View larger version (19K): [in this window] [in a new window]   Fig. 2. Environment Salinity Effects on Embryonic Pituitary PRL-RFP Signals A, Immediately after fertilization, live transgenic embryos were divided into culture medium with salinity of 500, 1000, or 2000 eV (electron volt), equivalent to 0.5x, 1x, and 2x routine medium (0.025%, 0.05%, or 0.1% salt concentration). At 48 and 72 hpf, RFP signal intensity and area size were analyzed using fluorescent microscopy and Openlab software. The inverse association of PRL-RFP signals with medium salinity is apparent, and is not blocked by sulpride. PRL-RFP is presented as mean ± SEM of intensity x area, adjusted so that the value of the group without sulpride and in 500 eV salinity is 1. Inset, Comparison of lactotroph numbers in embryos cultured in 0.5x or 2x routine medium at 30 hpf. The y-axis shows the number of RFP-positive cells per embryo. A total of 116 embryos were used in the experiment. Similar results were obtained in two independent experiments. B, Live transgenic embryos were continuously treated with bromocriptine starting from the 20-somite stage, in the presence or absence of 200 µM sulpride at 1000 eV salinity. At 48 hpf, PRL-RFP signal intensity and area size were analyzed using fluorescent microscopy and Openlab software. PRL-RFP signals were dose-dependently suppressed by bromocriptine, and were reversed by sulpride. PRL-RFP is presented as mean ± SEM of intensity x area. A total of 140 embryos were used in the experiment. Similar results were obtained in three independent experiments.
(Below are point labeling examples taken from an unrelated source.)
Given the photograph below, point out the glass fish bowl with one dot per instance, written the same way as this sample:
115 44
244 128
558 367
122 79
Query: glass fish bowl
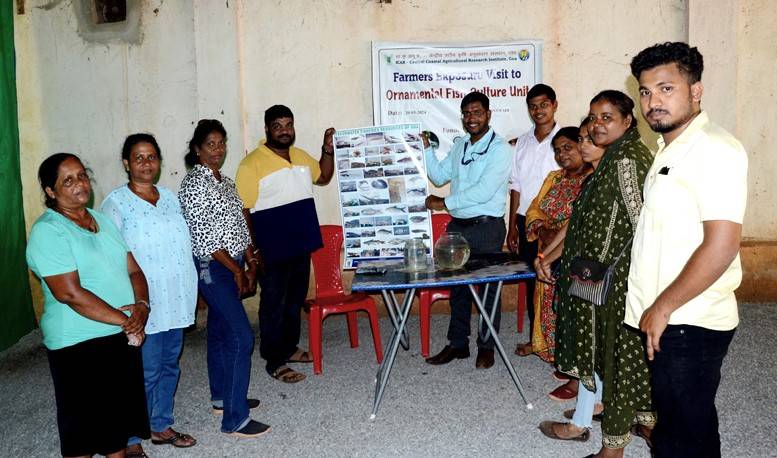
451 251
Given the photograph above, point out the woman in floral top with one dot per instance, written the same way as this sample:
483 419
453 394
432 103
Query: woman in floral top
222 249
548 214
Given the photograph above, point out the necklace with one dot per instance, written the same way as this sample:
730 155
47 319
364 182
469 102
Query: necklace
151 197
To further examine the specificity of dopaminergic signaling on embryonic lactotrophs, we treated live PRL-RFP/POMC-GFP transgenic embryos with bromocriptine, a DA receptor agonist, starting at the 20-somite stage. By 48 hpf, dose-dependent bromocriptine suppression of pituitary PRL-RFP signals was reversed by sulpride (Fig. 2B). No significant effects of bromocriptine or sulpride on POMC-GFP signals were observed using the same doses (data not shown). These results indicate that, although dopaminergic and osmotic effects on embryonic lactotrophs both begin during early ontogeny, they function independently of each other.
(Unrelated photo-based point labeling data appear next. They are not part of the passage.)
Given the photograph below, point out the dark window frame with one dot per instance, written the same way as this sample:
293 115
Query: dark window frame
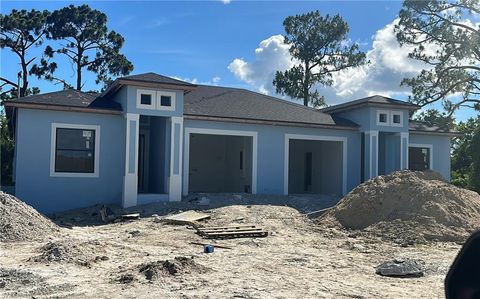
150 102
169 100
380 118
399 119
426 165
66 149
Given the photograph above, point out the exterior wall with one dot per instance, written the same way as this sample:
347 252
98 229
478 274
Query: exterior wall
271 153
366 118
326 166
440 151
48 194
214 163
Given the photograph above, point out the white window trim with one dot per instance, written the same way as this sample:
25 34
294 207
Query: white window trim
429 146
152 93
387 113
400 113
172 99
96 157
186 151
288 137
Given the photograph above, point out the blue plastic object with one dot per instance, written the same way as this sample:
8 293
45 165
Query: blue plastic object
208 248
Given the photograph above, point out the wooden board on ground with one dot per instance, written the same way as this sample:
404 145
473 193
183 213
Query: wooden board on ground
188 217
230 232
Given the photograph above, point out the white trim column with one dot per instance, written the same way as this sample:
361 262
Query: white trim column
371 165
404 150
130 181
176 150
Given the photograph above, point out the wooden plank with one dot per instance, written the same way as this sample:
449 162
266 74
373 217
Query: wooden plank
227 227
187 217
214 245
231 235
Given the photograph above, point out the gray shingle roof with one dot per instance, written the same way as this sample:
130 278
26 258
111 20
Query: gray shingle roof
372 100
70 98
214 101
155 78
415 125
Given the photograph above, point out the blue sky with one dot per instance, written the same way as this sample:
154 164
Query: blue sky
235 44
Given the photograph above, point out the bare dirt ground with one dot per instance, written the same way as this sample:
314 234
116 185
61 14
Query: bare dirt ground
145 258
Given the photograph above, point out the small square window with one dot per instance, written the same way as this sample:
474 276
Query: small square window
166 101
382 117
146 99
396 118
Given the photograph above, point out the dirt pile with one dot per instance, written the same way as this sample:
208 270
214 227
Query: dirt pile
70 252
178 266
21 222
20 283
409 207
Drd2c Is the Major Pituitary D2 Receptor Subtype during Early Ontogeny
To further validate the pharmacological observations of dopaminergic effects on embryonic lactotrophs, we examined pituitary Drd2 expression at an early developmental stage. Zebrafish Drd2 are encoded by three separate genes, Drd2a, Drd2b, and Drd2c, representing three subtypes sharing 66–71% amino acid homology with that of the human Drd2 (22). Our RNA whole-mount in situ hybridization analysis of 48 hpf embryos showed Drd2a, Drd2b, and Drd2c expressions in specific tegmental, diencephalon, and hindbrain regions (Fig. 3, A–H), consistent with a previous report (22). Pituitary Drd2c expression is low but clearly present (Fig. 3, D and H). Although Drd2b is very weakly expressed, no pituitary Drd2a is detected (Fig. 3, B, C, F, and G).
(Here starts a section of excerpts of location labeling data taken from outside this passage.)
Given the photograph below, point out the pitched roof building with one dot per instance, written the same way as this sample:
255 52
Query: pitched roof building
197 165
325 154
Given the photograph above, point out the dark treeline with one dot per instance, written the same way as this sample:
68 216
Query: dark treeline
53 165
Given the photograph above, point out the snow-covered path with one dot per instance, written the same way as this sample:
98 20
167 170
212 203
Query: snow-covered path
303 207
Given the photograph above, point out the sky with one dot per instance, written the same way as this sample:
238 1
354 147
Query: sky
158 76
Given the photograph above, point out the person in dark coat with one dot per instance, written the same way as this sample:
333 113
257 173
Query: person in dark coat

View larger version (54K): [in this window] [in a new window]   Fig. 3. Pituitary Dopamine D2 Receptor Subtypes A–H, mRNA whole-mount in situ hybridization using antisense mRNA of PRL (A and E), Drd2a (B and F), Drd2b (C and G) and Drd2c (D and H) as probes. Pituitary expression of Drd2c, although weak, is clearly detectable at 48 hpf, whereas Drd2b expression is only faintly detected and no pituitary Drd2a expression was detected. A–D, Dorsal views; E–H, lateral views. Left, Anterior; right, posterior; pit, pituitary; di, diencephalon; hi, hindbrain; hy, hypothalamus; rh, rhombomere; tg, tegmentum. I, MO-injected embryos are viable at 48 hpf but show cardiac congestion, a small brain and overall growth retardation. J, One- to two-cell stage homozygous PRL-RFP/POMC-GFP double transgenic embryos were injected with Drd2a, Drd2b, and Drd2c MO or vehicle (mock injection) and then cultured in routine medium. At 48 hpf, PRL-RFP signal intensity and area size were analyzed using fluorescent microscopy and Openlab software. Transgenic embryos injected with Drd2c MO exhibit markedly increased PRL-RFP signals presented as mean ± SEM of intensity x area, adjusted so that the value of the mock injection group is 1. Statistical analyses were performed by two-tailed Student’s t test. *, P < 0.003 compared with mock injection group; n = 8–10 embryos for each injected group.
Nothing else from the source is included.